Files
spectre-meltdown-checker/doc/batch_prometheus.md
github-actions[bot] a2823830a6 chore: create doc/ in -build branch
built from commit 2b1389e5c667a3c10c8e47fca7cb14d81695165c
 dated 2026-04-08 21:57:03 +0200
 by Stéphane Lesimple (speed47_github@speed47.net)
2026-04-08 20:10:38 +00:00

14 KiB

Prometheus Batch Mode — Fleet Operator Guide

--batch prometheus emits Prometheus text-format metrics that can be fed into any Prometheus-compatible monitoring stack. It is designed for fleet-scale security monitoring: run the script periodically on every host, push the output to a Prometheus Pushgateway (or drop it into a node_exporter textfile directory), then alert and dashboard from Prometheus/Grafana like any other infrastructure metric.


Quick start

#!/bin/sh
PUSHGATEWAY="http://pushgateway.internal:9091"
INSTANCE=$(hostname -f)

spectre-meltdown-checker.sh --batch prometheus \
  | curl --silent --show-error --data-binary @- \
    "${PUSHGATEWAY}/metrics/job/smc/instance/${INSTANCE}"

Run this as root via cron or a systemd timer on every host. The Pushgateway retains the last pushed value, so Prometheus scrapes it on its own schedule.
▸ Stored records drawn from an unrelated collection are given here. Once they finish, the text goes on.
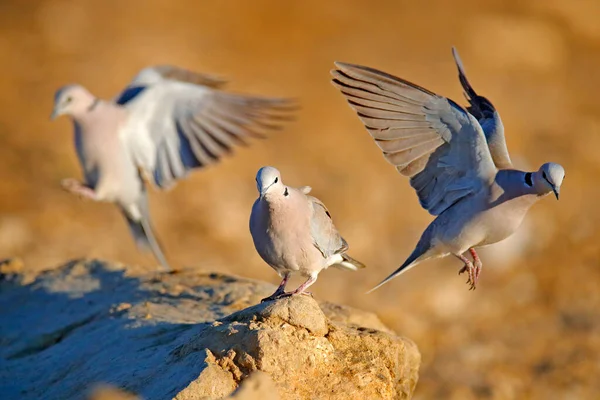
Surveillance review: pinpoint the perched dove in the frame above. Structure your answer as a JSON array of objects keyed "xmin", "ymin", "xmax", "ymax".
[
  {"xmin": 51, "ymin": 66, "xmax": 293, "ymax": 270},
  {"xmin": 332, "ymin": 49, "xmax": 565, "ymax": 290},
  {"xmin": 250, "ymin": 167, "xmax": 364, "ymax": 301}
]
A stale-data alert (smc_last_scan_timestamp_seconds) catches hosts that stopped reporting.

node_exporter textfile collector

#!/bin/sh
TEXTFILE_DIR="/var/lib/node_exporter/textfile_collector"
TMP="${TEXTFILE_DIR}/smc.prom.$$"

spectre-meltdown-checker.sh --batch prometheus > "$TMP"
mv "$TMP" "${TEXTFILE_DIR}/smc.prom"

The atomic mv prevents node_exporter from reading a partially written file. node_exporter must be started with --collector.textfile.directory pointing at TEXTFILE_DIR.


Metric reference

All metric names are prefixed smc_ (spectre-meltdown-checker). All metrics are gauges: they represent the state at the time of the scan, not a running counter.


smc_build_info

Script metadata. Always value 1; all data is in labels.

Label Values Meaning
version string Script version (e.g. 25.30.0250400123)
mode live / offline live = running on the active kernel; offline = inspecting a kernel image
run_as_root true / false Whether the script ran as root. Non-root scans skip MSR reads and may miss mitigations
paranoid true / false --paranoid mode: stricter criteria (e.g. requires SMT disabled)
sysfs_only true / false --sysfs-only mode: only the kernel's own sysfs report was used, not independent detection
reduced_accuracy true / false Kernel information was incomplete (no kernel image, config, or map); some checks may be less precise
mocked true / false Debug/test mode: CPU values were overridden. Results do not reflect the real system

Example:

smc_build_info{version="25.30.0250400123",mode="live",run_as_root="true",paranoid="false",sysfs_only="false",reduced_accuracy="false",mocked="false"} 1

Important labels for fleet operators:

  • run_as_root="false" means the scan was incomplete. Treat those results as lower confidence and alert separately.
  • sysfs_only="true" means the script trusted the kernel's self-report without independent verification. The kernel may be wrong about its own mitigation status (known to happen on older kernels).
  • paranoid="true" raises the bar: a host with paranoid="true" and vulnerable_count=0 is held to a higher standard than one with paranoid="false". Do not compare counts across hosts with different paranoid values.
  • mocked="true" must never appear on a production host; if it does, the results are fabricated and every downstream alert is unreliable.

smc_system_info

Operating system and kernel metadata. Always value 1.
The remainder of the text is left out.